Whole Earth Thinking

It's Time to Take Responsiblity for Spaceship Earth

© Lesley Strutt

Jan 20, 2009
Planet Earth, somadjinn
The Whole Earth Catalog celebrated mankind's capacity to innovate and explored how tools would make the world a better place.

The Whole Earth Catalog was a project dreamed up by Stanford-educated Stewart Brand. The concept of the Catalog arose out of Brand’s desire to celebrate humankind’s essential tool-making brilliance as a means to live life fully and consciously. The Catalog was chock-a-block full of tools of all kinds. The very concept of tool was being defined while the catalog was produced from 1968-1971.

The Purpose of the Whole Earth Catalog

The purpose of the Whole Earth Catalog was to explore "the power of the individual to conduct his own education, find his own inspiration, shape his own environment, and share his adventure with whoever is interested." And that was seen to be accomplished by way of tools. The Whole Earth Catalog promoted and celebrated tools of all kinds that were considered to enhance life.

The Whole Earth Catalogue and the Philosophy of Responsibility

In a way, the Whole Earth Catalog was a precursor to the World Wide Web. The fundamental difference between The Whole Earth Catalog and the World Wide Web is the reader/user’s experience of connectedness. The Whole Earth Catalog was a movement. It was born from the philosophy of responsibility – that the planet earth was a precious space filled with finite entities that must be valued.

How Tools Define Humanness

Tools were defined in the broadest of terms. And the catalog invited its contributors to respond to the challenges of being human on this planet in innovative and convention-breaking ways. Humans were celebrated as being tool makers, and the concept of tool was anything that enhances life on planet Earth.

The Mission of the Whole Earth Catalog

One of the goals of the Whole Earth Catalog was to remind its readers that the planet earth was a self-sustaining system. Buckminster Fuller, designer, engineer and philosopher, coined the phrase “spaceship earth”. Fuller was deeply concerned with the wastefulness of humanity. He envisioned a world where there was no poverty, where fuel was conserved, heat pumps replaced furnaces, and solar energy was commonplace. The key was humanity’s attitude to its home – planet earth.

Spaceship Earth

Fuller wanted people to understand that the planet was a fragile closed system, with everything interconnected.
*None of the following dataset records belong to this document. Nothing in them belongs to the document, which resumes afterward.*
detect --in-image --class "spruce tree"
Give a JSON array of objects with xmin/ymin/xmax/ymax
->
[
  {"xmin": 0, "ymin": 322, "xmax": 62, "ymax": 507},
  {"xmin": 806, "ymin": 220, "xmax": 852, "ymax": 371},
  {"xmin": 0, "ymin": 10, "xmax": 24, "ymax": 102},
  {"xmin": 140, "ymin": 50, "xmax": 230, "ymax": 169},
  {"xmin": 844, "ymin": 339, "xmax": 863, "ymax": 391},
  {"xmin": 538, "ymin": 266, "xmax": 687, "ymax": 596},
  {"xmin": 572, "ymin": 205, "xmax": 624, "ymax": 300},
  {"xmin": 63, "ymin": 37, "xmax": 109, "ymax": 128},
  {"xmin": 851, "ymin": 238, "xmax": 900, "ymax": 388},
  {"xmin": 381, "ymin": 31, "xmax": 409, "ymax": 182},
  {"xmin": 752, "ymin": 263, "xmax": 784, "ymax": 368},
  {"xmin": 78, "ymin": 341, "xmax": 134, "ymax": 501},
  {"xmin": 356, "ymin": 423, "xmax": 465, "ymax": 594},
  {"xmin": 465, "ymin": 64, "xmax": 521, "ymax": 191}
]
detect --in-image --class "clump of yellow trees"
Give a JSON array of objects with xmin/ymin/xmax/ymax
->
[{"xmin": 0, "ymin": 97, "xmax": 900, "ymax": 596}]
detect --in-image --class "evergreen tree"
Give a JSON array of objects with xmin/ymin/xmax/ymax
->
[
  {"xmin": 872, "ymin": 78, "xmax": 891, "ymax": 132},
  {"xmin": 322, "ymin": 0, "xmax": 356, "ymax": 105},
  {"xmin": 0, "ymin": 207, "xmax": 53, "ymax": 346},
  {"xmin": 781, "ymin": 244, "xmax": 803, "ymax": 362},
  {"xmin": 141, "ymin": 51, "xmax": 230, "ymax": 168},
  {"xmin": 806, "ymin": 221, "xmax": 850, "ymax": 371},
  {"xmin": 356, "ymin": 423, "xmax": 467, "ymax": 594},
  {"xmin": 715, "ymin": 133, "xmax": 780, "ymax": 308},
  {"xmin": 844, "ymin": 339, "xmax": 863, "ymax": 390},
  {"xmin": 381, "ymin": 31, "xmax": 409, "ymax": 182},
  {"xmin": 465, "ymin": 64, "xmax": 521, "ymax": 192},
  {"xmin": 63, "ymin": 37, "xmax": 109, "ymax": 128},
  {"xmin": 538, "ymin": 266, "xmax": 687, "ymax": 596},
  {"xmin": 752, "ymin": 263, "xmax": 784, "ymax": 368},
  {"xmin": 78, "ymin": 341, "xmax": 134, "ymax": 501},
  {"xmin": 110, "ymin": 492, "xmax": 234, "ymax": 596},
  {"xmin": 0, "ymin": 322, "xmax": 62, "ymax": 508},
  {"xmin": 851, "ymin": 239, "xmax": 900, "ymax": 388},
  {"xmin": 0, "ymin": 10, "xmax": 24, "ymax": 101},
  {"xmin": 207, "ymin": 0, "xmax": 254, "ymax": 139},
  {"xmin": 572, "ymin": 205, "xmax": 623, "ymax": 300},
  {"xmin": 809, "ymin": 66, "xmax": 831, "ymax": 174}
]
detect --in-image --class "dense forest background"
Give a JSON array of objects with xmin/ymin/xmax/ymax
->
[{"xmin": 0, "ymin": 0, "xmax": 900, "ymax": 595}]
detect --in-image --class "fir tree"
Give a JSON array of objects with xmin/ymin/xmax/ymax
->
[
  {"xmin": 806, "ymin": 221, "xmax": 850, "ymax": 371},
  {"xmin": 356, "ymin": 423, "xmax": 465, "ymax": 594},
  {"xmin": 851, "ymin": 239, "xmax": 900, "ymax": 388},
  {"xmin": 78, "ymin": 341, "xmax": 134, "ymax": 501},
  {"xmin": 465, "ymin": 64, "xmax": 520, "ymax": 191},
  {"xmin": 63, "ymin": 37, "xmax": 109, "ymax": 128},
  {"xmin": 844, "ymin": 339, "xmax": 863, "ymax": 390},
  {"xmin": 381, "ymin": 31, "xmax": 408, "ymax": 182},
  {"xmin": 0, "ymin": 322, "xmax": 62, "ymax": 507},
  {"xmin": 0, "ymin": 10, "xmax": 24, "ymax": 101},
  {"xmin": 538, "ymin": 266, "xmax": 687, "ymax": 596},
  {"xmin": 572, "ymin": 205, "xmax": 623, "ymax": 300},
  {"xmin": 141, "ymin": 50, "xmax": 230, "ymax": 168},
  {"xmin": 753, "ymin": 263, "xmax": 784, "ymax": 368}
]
Wastefulness was the Earth’s worst enemy. His vision was that humans would learn to do more with less through the innate human ability to innovate. His greatest concern was that unconscious use of Earth’s resources would end in the planet being exhausted of its resources. And that, he felt, could lead to the ultimate end of humanity.

Community and Responsibility

The Whole Earth Catalog created a forum for consciousness. Every article featured in the catalogue in some way contributed to the betterment of the planet, and the community of humans that live on it. It’s time to get back to thinking of planet Earth as a whole, everything connected to everything else.

The Whole Earth Approach

The Whole Earth Catalog took the approach expressed in its back cover: "We can’t put it together.It is together." The caption sat above the first photograph of the whole earth shot at noon from an ATS satellite in November 1967, the year that man walked on the moon for the first time. The question is have humans done a good job in looking after Spaceship Earth?